Sejumlah Kementerian Diduga Terlibat Jual Beli WTP

Pemberian opini Wajar Tanpa Pengecualian (WTP) bukan jaminan tak ada korupsi di kementerian dan lembaga pemerintahan serta pemerintah daerah. KPK telah membuka mata semua pihak bahwa predikat yang menjadi kebanggaan bagi sebuah lembaga ternyata bisa diperoleh dengan lembaran rupiah atau dolar.
Kasus suap di Kementerian Desa, Pembangunan Daerah Tertinggal dan Transmigrasi (Kemendes PDTT) bukti nyata opini laporan keuangan tahun 2016 di kementerian ini ditingkatkan lewat permainan kotor dari Wajar Dengan Pengecualian (WDP) ke WTP. Diduga bukan hanya Kemendes saja yang terlibat jual beli WTP, tapi patut dicurigai ada sejumlah kementerian lain yang memperoleh predikat WTP secara tidak wajar.
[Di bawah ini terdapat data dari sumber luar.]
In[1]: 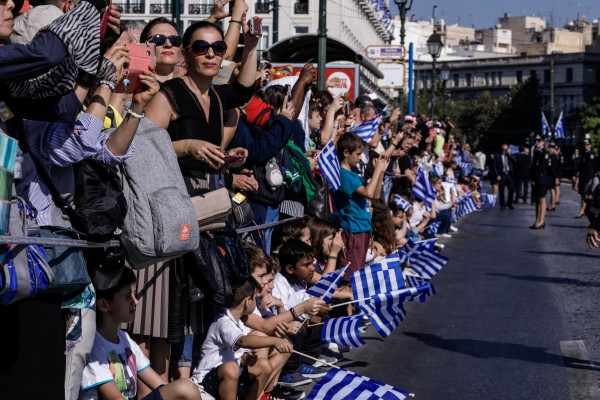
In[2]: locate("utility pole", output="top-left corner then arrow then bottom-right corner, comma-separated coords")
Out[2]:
550,56 -> 554,139
317,0 -> 327,90
273,0 -> 279,43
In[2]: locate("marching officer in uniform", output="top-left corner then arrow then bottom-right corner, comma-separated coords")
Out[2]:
575,139 -> 596,222
529,135 -> 551,229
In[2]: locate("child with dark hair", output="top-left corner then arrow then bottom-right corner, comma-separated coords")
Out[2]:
80,268 -> 200,400
192,277 -> 293,400
334,132 -> 390,282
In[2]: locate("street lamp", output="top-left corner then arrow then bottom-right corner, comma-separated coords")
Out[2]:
394,0 -> 413,112
440,65 -> 450,115
427,32 -> 444,121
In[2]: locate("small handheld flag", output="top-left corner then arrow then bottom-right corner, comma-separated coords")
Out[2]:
542,111 -> 550,136
321,315 -> 365,347
317,140 -> 341,192
412,170 -> 437,207
306,265 -> 349,304
554,111 -> 565,139
348,111 -> 385,142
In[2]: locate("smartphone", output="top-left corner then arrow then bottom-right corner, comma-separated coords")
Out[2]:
225,154 -> 244,164
117,43 -> 156,93
100,0 -> 112,42
248,17 -> 262,36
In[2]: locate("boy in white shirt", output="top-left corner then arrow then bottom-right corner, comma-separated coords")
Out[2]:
192,277 -> 293,400
79,268 -> 200,400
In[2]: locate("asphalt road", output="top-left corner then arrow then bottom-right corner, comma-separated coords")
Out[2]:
339,184 -> 600,400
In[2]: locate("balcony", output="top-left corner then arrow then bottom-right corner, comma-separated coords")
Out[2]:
294,2 -> 308,14
150,3 -> 173,14
188,4 -> 213,14
254,3 -> 271,14
113,3 -> 146,14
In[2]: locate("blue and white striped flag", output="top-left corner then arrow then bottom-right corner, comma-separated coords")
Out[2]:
321,315 -> 365,347
306,264 -> 349,304
350,252 -> 405,300
404,274 -> 435,303
425,221 -> 442,235
542,111 -> 550,136
456,192 -> 477,219
412,170 -> 437,206
394,194 -> 412,212
415,238 -> 437,250
554,111 -> 565,139
348,111 -> 385,142
306,368 -> 410,400
400,240 -> 448,278
317,140 -> 340,192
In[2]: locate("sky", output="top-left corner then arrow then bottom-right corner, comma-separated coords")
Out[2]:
389,0 -> 600,28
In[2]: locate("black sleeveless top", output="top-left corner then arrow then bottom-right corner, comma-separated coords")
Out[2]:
160,78 -> 254,178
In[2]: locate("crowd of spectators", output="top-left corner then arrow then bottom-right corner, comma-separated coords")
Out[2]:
0,0 -> 492,399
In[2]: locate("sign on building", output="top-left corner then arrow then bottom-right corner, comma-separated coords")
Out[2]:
366,45 -> 406,60
377,62 -> 406,89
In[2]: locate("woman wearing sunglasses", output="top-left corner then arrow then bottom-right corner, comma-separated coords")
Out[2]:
140,17 -> 181,83
146,12 -> 260,175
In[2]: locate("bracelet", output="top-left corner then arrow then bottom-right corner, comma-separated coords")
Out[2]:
96,80 -> 117,93
125,108 -> 146,119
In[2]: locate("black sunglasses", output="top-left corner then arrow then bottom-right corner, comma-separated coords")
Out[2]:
148,35 -> 181,47
190,40 -> 227,57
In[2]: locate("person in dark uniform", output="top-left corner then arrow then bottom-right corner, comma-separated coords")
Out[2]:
575,139 -> 596,218
494,143 -> 515,210
515,147 -> 531,203
548,144 -> 561,211
529,135 -> 551,229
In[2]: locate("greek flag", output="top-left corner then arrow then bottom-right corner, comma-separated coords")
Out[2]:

Pihak KPK kini sedang mendalami adanya dugaan permainan opini itu disejumlah kementerian khususnya mereka yang memperoleh predikat WTP. Sejumlah bukti terkait permainan okmun BPK telah disita KPK untuk mengungkap misteri di balik WTP. Ada empat opini yang bisa diberikan BPK yakni, yakni WTP/unqualified opinion, WDP/qualified opinion, Tidak Memberikan Pendapat (TMP) atau Disclaimer opinion, dan Tidak Wajar (TW) atau adverse opinion.
Katanya opini WTP diberikan dengan kriteria sistem pengendalian internal memadai dan tidak ada salah saji yang material atas pos-pos laporan keuangan. Status WDP diberikan dengan kriteria sistem pengendalian internal memadai, namun terdapat salah saji yang material pada beberapa pos laporan keuangan. Laporan keuangan dengan opini WDP dapat diandalkan, tetapi pemilik kepentingan harus memperhatikan beberapa permasalahan yang diungkapkan auditor atas pos yang dikecualikan agar tidak mengalami kekeliruan dalam pengambilan keputusan.
Lalu untuk opini TMP diberikan BPK apabila terdapat suatu nilai yang secara material tidak dapat diyakini auditor karena ada pembatasan lingkup pemeriksaan oleh manajemen sehingga auditor tidak cukup bukti dan atau sistem pengendalian intern yang sangat lemah. Dalam kondisi demikian auditor tidak dapat menilai kewajaran laporan keuangan. Opini TW yang diberikan BPK jika sistem pengendalian internal tidak memadai dan terdapat salah saji pada banyak pos laporan keuangan material.
Presiden Joko Widodo beberapa waktu lalu sempat berang terhadap kementerian/lembaga (KL) negara yang tidak mendapatkan predikat opini WTP dari BPK. Menurut dia seharusnya mereka wajib mendapatkan WTP dalam mengelola uang rakyat.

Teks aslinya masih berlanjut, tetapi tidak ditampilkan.